Dr Kash Bhatti highlights recent updates to the PCDS pathway on actinic keratosis and considerations when assessing and managing this common condition

Dr Kash Bhatti

Dr Kash Bhatti

Read this article to learn more about:

  • diagnosing actinic keratosis (AK) and grading of lesions
  • the natural course of AK and implications for treatment decisions
  • treatment updates and advice.

COVID-19 considerations

Implementation actions for STPs and ICSs

Actinic keratosis (AK), also known as solar keratosis, is a common cutaneous presentation. It is a manifestation of ultraviolet-induced change within the epidermis of skin that is most frequently sun-exposed, such as the face, neck, balding scalp, and dorsal hands and arms.1 As a marker of excessive or cumulative solar irradiation, it is most often seen with increasing age and outdoor exposure.2,3 It is also found with greater prevalence in people who are more susceptible to ultraviolet damage, such those with fairer skin types, and in immune-suppressed patients, such as transplant recipients.2,3

General practitioners will be familiar with managing actinic keratosis, using modalities including cryotherapy, topical treatments such as diclofenac 3% gel, surgery, or referring for secondary care management. The big news in management is the recent suspension of topical ingenol mebutate by the European Medicines Agency, which is conducting a review into the safety of this treatment.4

In light of this change, guidance developed by the Primary Care Dermatology Society (PCDS) was updated in February 2020, with topical ingenol mebutate removed as a treatment option for the time being.5 This article summarises the recommendations made in the PCDS primary care treatment pathway for AK, and provides a timely refresher for diagnosing and managing this common condition.
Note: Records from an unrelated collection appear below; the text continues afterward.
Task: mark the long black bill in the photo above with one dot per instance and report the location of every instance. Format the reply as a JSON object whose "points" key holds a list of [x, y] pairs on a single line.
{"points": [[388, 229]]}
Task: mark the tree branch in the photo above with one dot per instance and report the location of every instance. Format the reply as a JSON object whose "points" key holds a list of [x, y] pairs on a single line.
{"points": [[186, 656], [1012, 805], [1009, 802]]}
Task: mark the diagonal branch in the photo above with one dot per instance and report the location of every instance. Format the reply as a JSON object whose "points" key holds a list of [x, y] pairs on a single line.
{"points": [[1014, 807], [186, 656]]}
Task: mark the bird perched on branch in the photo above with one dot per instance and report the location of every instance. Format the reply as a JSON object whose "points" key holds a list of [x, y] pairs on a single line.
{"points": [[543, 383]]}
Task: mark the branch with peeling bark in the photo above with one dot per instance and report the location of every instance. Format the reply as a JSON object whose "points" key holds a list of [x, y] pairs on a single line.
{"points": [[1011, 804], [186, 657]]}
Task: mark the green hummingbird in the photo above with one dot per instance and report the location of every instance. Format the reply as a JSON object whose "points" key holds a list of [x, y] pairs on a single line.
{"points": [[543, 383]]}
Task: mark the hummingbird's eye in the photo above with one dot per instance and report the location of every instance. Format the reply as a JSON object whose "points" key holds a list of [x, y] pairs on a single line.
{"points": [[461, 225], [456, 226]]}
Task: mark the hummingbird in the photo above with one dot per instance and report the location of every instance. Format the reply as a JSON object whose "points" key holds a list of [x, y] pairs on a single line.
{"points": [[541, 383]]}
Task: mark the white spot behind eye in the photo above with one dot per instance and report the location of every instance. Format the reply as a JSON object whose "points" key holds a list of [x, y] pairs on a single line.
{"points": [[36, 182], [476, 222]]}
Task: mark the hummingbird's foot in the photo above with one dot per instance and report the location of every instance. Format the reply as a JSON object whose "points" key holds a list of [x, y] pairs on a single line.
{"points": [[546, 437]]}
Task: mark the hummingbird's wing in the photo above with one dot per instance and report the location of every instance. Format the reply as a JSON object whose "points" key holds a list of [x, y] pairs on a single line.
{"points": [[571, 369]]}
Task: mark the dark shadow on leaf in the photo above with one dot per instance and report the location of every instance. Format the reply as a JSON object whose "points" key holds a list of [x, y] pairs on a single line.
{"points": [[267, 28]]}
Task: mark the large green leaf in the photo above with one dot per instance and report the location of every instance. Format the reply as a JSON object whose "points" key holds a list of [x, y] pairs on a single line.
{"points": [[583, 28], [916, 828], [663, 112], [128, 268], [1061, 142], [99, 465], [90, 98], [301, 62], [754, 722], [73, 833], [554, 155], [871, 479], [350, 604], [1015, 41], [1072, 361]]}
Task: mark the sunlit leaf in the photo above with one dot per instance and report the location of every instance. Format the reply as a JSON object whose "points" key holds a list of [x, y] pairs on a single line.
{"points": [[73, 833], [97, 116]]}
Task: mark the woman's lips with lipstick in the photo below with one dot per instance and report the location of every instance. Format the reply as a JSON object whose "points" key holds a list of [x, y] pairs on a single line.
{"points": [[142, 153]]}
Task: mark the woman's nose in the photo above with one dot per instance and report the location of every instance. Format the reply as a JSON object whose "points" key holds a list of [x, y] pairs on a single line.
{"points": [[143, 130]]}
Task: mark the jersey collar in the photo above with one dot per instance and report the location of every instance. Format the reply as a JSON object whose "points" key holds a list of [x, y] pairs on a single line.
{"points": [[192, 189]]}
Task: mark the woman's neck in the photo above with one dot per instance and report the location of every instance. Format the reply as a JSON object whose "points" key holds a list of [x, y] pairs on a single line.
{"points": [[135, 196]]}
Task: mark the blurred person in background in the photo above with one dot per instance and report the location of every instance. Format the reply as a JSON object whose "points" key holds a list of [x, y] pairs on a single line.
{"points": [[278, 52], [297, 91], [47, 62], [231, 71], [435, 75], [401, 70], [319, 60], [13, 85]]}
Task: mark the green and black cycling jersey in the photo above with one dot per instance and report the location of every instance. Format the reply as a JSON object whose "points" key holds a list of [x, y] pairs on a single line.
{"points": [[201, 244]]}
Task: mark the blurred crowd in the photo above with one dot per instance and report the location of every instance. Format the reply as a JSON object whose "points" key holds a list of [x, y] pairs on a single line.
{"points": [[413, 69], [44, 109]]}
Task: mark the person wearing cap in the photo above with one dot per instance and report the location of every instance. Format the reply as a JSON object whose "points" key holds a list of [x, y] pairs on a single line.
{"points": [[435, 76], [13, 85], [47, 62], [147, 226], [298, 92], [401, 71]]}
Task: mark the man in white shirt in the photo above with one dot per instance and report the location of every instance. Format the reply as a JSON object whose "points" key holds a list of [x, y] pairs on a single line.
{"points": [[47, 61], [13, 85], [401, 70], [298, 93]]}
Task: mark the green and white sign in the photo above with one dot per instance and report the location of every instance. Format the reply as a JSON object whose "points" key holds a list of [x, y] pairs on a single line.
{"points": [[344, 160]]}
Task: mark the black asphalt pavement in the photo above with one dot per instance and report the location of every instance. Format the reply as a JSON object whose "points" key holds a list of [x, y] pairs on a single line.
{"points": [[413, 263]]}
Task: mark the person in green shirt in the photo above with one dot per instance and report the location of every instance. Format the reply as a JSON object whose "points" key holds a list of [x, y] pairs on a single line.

Diagnosing actinic keratosis

Actinic keratosis can manifest as a solitary macular lesion, or in clusters of lesions, or in widespread confluent areas of damage known as field change or field cancerisation.3,6 The archetypal AK is an erythematous macule that is scaly and feels rough to touch. Individual lesions may vary in size from millimetres to up to 2 centimetres.3 Though generally asymptomatic, AKs may be noticed as unsightly scaly lesions, or be symptomatic with itchiness, or feel sore.2,6

Actinic keratoses can be classified into differing grades based on appearance:7

  • grade 1 AKs are flat macules; more easily felt than seen
  • grade 2 AKs are thicker, with more scale, and easily felt and seen
  • grade 3 AKs have much thicker scale, and here an important differential diagnosis is squamous cell carcinoma (SCC) (Figure 1); grade 3 AKs should be referred to secondary care to explore for this
  • field change would manifest as large areas of multiple AKs on a background of sun damage with other abnormalities, such as pigmentary changes and atrophic-appearing skin.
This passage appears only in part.